When a namespace is defined on a node in the XML document, an XPath expressions must use a namespace, even if it is the default namespace for the XML document/node. For example, suppose we have an XML document <help xmlns="http://www.r-project.org/Rd"><topic>...</topic></help> To find all the topic nodes, we might want to use the XPath expression "/help/topic". However, we must use an explicit namespace prefix that is associated with the URI http://www.r-project.org/Rd corresponding to the one in the XML document. So we would use getNodeSet(doc, "/r:help/r:topic", c(r = "http://www.r-project.org/Rd")).

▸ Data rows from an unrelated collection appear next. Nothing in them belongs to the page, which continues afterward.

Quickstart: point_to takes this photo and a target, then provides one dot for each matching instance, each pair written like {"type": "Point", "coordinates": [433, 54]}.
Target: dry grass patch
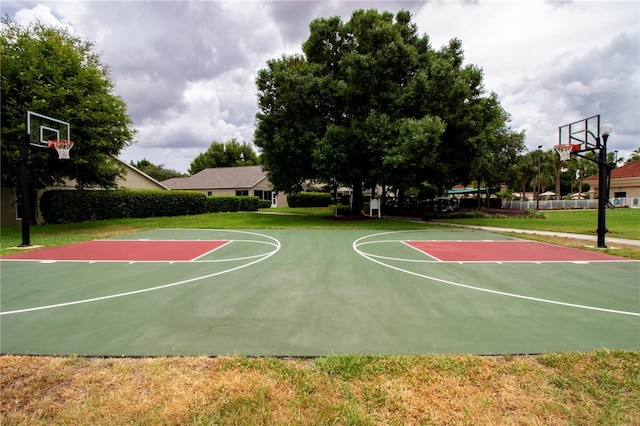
{"type": "Point", "coordinates": [561, 389]}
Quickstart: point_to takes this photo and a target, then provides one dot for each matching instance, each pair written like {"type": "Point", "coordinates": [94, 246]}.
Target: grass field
{"type": "Point", "coordinates": [601, 387]}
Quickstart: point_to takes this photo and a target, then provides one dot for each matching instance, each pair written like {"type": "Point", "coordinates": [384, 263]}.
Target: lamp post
{"type": "Point", "coordinates": [538, 180]}
{"type": "Point", "coordinates": [603, 172]}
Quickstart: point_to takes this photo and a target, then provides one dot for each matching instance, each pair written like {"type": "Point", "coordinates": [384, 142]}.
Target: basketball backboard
{"type": "Point", "coordinates": [585, 133]}
{"type": "Point", "coordinates": [42, 129]}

As described above, the functions attempt to allow the namespaces to be specified easily by the R user and matched to the namespace definitions in the target document.

This calls the libxml routine xmlXPathEval.

References

http://xmlsoft.org, https://www.w3.org/XML// https://www.w3.org/TR/xpath/ https://www.omegahat.net/RSXML/

Examples

Run this code

 doc = xmlParse(system.file("exampleData", "tagnames.xml", package = "XML"))
 
 els = getNodeSet(doc, "/doc//a[@status]")
 sapply(els, function(el) xmlGetAttr(el, "status"))

   # use of namespaces on an attribute.
 getNodeSet(doc, "/doc//b[@x:status]", c(x = "https://www.omegahat.net"))
 getNodeSet(doc, "/doc//b[@x:status='foo']", c(x = "https://www.omegahat.net"))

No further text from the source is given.